Investigation of Huntingtin’s Role in DNA Repair and Transcription

Huntington’s disease (HD) is a devastating and fatal neurodegenerative disease, caused by the expansion of a CAG repeat tract in the mutant Huntingtin gene (mHTT). The mechanism of toxicity imparted by mHTT has yet to be fully elucidated, despite decades of research since its description. Research into the normal cellular function of wild type HTT has also been hindered due to its size, complexity, and promiscuity. This dissertation presents a novel function of HTT in the cell as a member of the nuclear Transcription-Coupled DNA Repair (TCR) complex.

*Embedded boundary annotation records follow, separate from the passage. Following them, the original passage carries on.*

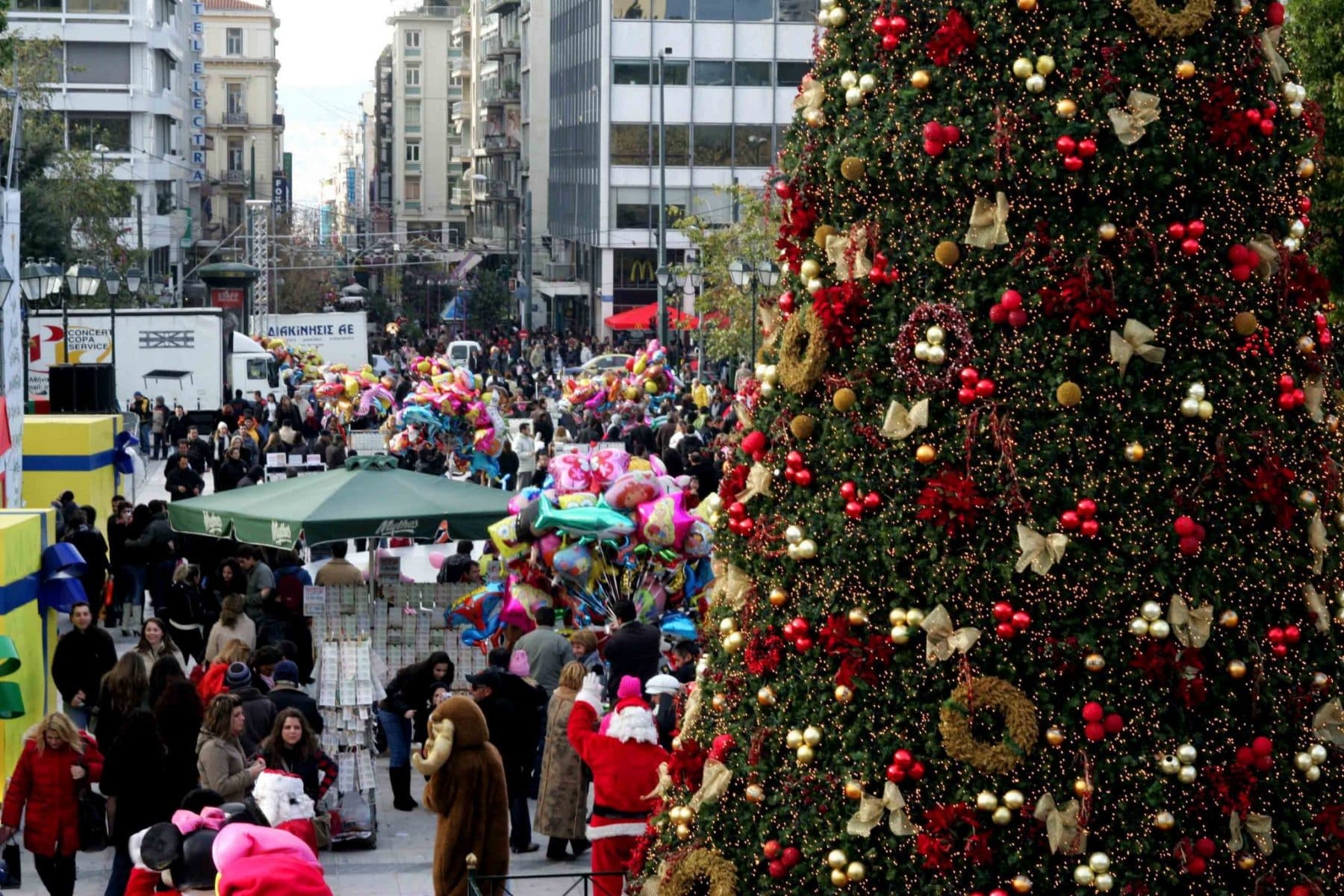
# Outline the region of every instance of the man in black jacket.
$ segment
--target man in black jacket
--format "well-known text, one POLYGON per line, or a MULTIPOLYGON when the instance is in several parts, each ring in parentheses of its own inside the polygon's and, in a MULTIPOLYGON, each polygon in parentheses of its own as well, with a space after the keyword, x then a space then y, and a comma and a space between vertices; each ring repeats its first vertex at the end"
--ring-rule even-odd
POLYGON ((98 685, 117 665, 112 635, 94 625, 93 611, 83 600, 70 607, 74 629, 60 635, 51 657, 51 677, 65 701, 65 712, 81 731, 98 705, 98 685))
POLYGON ((606 662, 610 672, 606 676, 606 697, 616 703, 616 689, 624 676, 634 676, 640 686, 659 673, 663 658, 663 633, 656 626, 648 626, 636 619, 634 604, 618 600, 616 607, 617 629, 606 642, 606 662))

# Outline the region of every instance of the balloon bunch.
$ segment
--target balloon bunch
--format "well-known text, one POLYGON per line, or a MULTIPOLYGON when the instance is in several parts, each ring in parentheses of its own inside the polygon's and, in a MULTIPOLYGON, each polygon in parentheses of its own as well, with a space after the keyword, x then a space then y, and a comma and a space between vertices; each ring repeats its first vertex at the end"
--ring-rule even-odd
POLYGON ((547 473, 544 488, 517 493, 509 516, 489 528, 508 578, 497 618, 487 613, 474 629, 531 630, 543 606, 570 607, 582 626, 628 599, 642 621, 694 637, 685 613, 714 580, 714 527, 687 510, 663 463, 620 449, 574 450, 547 473))

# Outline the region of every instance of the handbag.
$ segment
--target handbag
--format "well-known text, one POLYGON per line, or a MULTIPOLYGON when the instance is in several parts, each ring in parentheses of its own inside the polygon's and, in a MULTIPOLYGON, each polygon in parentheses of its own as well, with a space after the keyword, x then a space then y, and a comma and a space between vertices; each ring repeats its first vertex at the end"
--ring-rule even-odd
POLYGON ((75 795, 79 805, 79 852, 101 853, 108 849, 108 799, 83 786, 75 795))

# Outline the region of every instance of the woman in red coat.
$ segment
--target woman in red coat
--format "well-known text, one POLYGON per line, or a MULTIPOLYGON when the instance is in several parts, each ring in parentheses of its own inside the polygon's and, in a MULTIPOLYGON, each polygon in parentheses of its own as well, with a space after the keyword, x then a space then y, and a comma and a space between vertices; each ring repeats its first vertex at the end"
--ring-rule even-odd
POLYGON ((26 821, 23 845, 32 853, 38 877, 51 896, 75 892, 79 852, 79 787, 102 778, 98 743, 54 712, 23 737, 23 755, 9 779, 0 815, 0 842, 26 821), (24 809, 27 807, 27 818, 24 809))

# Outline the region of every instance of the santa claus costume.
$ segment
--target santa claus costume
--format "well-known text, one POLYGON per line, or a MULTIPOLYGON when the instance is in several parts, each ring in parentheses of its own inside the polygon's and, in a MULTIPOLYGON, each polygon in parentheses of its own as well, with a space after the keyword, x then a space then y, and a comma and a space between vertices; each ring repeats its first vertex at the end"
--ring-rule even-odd
MULTIPOLYGON (((634 845, 649 823, 652 794, 659 786, 659 766, 668 754, 659 746, 649 704, 640 697, 633 676, 621 680, 621 700, 598 731, 602 684, 595 674, 583 681, 570 713, 569 737, 574 751, 593 770, 593 814, 587 838, 593 841, 594 872, 625 872, 634 845), (633 696, 628 696, 633 695, 633 696)), ((621 896, 624 879, 616 875, 593 879, 597 896, 621 896)))

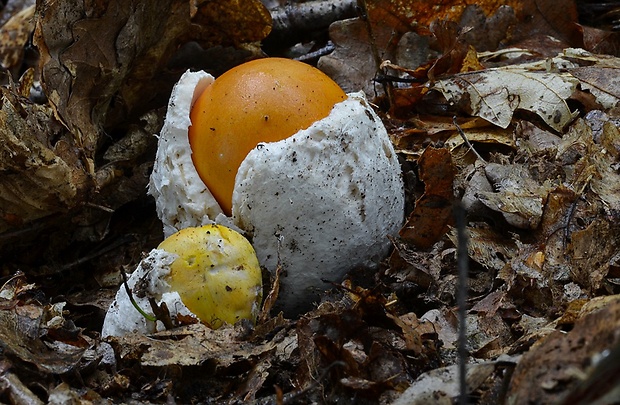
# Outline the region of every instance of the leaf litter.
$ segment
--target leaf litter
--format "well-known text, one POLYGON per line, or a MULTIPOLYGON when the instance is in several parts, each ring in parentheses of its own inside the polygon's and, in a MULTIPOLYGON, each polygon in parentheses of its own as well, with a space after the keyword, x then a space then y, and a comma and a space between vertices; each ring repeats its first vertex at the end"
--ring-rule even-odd
POLYGON ((299 319, 270 301, 255 327, 102 341, 118 269, 161 238, 144 187, 172 84, 260 55, 271 27, 257 1, 147 3, 40 2, 34 24, 25 3, 0 30, 3 402, 452 403, 455 201, 469 401, 618 397, 618 39, 572 1, 359 2, 318 66, 375 98, 401 157, 390 257, 299 319))

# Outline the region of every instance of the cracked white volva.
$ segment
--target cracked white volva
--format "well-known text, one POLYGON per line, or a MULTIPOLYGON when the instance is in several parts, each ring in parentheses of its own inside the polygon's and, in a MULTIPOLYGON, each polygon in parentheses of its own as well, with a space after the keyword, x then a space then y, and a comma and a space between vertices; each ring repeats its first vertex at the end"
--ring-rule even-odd
POLYGON ((186 72, 175 86, 149 193, 166 236, 215 222, 244 233, 269 271, 279 260, 276 308, 294 316, 332 287, 324 280, 339 283, 385 258, 404 218, 398 158, 364 94, 349 94, 309 128, 250 151, 226 217, 194 168, 188 138, 191 106, 212 81, 186 72))
MULTIPOLYGON (((138 265, 127 280, 134 301, 146 313, 152 313, 149 297, 154 298, 158 305, 165 303, 171 319, 177 315, 197 318, 181 301, 179 293, 170 291, 166 277, 170 274, 170 265, 178 258, 177 255, 162 249, 153 249, 138 265)), ((116 297, 103 322, 101 337, 123 336, 130 333, 149 334, 164 330, 160 321, 147 320, 133 306, 127 291, 121 285, 116 297)))

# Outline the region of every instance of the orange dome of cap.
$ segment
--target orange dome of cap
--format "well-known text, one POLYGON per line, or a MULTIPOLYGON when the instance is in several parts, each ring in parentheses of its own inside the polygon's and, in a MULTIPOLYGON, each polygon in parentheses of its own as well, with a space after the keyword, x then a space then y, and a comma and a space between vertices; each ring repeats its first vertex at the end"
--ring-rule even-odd
POLYGON ((286 139, 327 117, 346 94, 302 62, 258 59, 218 77, 190 112, 192 161, 220 207, 231 214, 235 176, 260 142, 286 139))

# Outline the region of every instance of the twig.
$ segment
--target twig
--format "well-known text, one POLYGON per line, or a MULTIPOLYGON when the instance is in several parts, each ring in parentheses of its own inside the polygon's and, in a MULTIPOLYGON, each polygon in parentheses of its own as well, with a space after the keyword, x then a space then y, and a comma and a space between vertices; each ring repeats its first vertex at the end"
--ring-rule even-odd
POLYGON ((476 157, 478 159, 480 159, 481 161, 486 163, 487 161, 484 160, 482 156, 480 156, 480 154, 478 153, 478 151, 476 149, 474 149, 474 146, 469 142, 469 139, 467 139, 467 136, 465 135, 465 132, 463 132, 463 130, 461 129, 459 124, 456 122, 456 116, 452 117, 452 123, 456 127, 456 130, 458 131, 459 135, 461 135, 461 138, 463 138, 463 142, 465 142, 465 145, 467 145, 467 147, 469 147, 469 149, 472 152, 474 152, 474 154, 476 155, 476 157))
POLYGON ((125 269, 123 269, 122 267, 121 267, 121 276, 123 277, 123 285, 125 286, 125 292, 127 293, 127 296, 129 297, 129 301, 131 301, 131 305, 133 305, 134 308, 136 308, 138 312, 140 312, 140 315, 142 315, 146 320, 151 321, 151 322, 157 322, 157 317, 144 312, 144 310, 140 308, 136 300, 133 298, 133 293, 131 292, 131 288, 129 288, 129 285, 127 284, 127 274, 125 273, 125 269))
POLYGON ((457 268, 458 291, 457 306, 459 318, 458 356, 459 356, 459 405, 467 404, 467 278, 469 272, 469 254, 467 252, 466 212, 460 203, 454 207, 457 231, 457 268))

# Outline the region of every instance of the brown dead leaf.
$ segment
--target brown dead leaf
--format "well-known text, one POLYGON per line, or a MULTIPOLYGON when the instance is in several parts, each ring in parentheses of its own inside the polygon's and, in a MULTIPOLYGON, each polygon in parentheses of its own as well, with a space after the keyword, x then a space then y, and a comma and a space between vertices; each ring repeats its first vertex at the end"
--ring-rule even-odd
POLYGON ((474 5, 487 16, 494 14, 502 5, 520 6, 520 2, 515 0, 448 0, 441 3, 430 0, 366 0, 364 3, 371 21, 389 25, 400 32, 414 27, 429 27, 436 20, 459 21, 464 10, 474 5))
MULTIPOLYGON (((596 356, 620 343, 620 301, 615 298, 579 319, 570 332, 555 331, 530 349, 515 369, 508 400, 514 404, 560 403, 576 389, 592 373, 596 356)), ((592 403, 605 391, 592 390, 591 394, 591 401, 584 403, 592 403)))
POLYGON ((431 247, 452 221, 455 167, 448 149, 428 147, 418 160, 424 195, 400 230, 403 240, 422 249, 431 247))
POLYGON ((51 110, 0 91, 0 232, 66 211, 92 186, 51 110), (56 139, 54 144, 52 140, 56 139))
POLYGON ((264 39, 271 31, 271 14, 260 1, 192 0, 188 36, 201 44, 240 46, 264 39))
POLYGON ((185 0, 41 3, 35 41, 44 88, 86 159, 94 156, 105 126, 167 98, 176 76, 166 74, 166 63, 180 44, 257 41, 271 24, 258 1, 194 6, 192 21, 185 0))
POLYGON ((438 81, 434 88, 468 114, 501 128, 510 125, 515 110, 523 109, 561 131, 577 114, 566 103, 577 87, 577 80, 566 73, 545 72, 541 67, 511 65, 462 73, 438 81))
POLYGON ((0 67, 14 75, 18 73, 24 57, 24 47, 33 30, 34 5, 15 14, 0 28, 0 67))

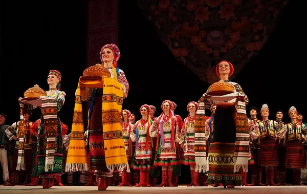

Both wild type and mHTT were shown to interact with several nuclear DNA repair and transcription proteins, including PNKP, RNA Polymerase, DNA ligase III, CREB, and Ataxin3 (Atxn3). HTT is directly implicated in regulating the DNA repair activities of PNKP, and deubiquitinase activity of Atxn3. This finding is supported by accumulation of DNA damage in transcriptionally active regions of the genome, compared to silenced regions, in HD cell and animal models. Furthermore, mHTT induced cell toxicity is causally linked to prolonged DNA damage response and ATM activation, and inhibition of ATM activity can ameliorate this deleterious response. This dissertation presents additional functions for HTT in mitochondria which parallels its role in the nucleus, as a part of the mitochondrial transcription and DNA repair pathways. HTT interacts with mitochondrial RNA polymerase, DNA polymerase gamma, mitochondrial transcription factors, PNKP, and Atxn3. Chromatin immunoprecipitation confirms binding of HTT with the mitochondrial DNA. As observed in the nucleus, mHTT impairs the activity of mitochondrial PNKP and Atxn3, leading to accumulated mitochondrial DNA damage. Collectively, these findings provide new insights into how mHTT-mediated abrogation of PNKP and Atxn3 activities simultaneously impairs both nuclear and mitochondrial DNA repair; disrupting transcription, inducing DNA strand breaks, and activating the pro-apoptotic DDR-ATM→p53 signaling pathway to trigger neurotoxicity. Our results also suggest potential targets for developing therapeutic modalities to combat neurodegeneration and neuronal dysfunction in HD.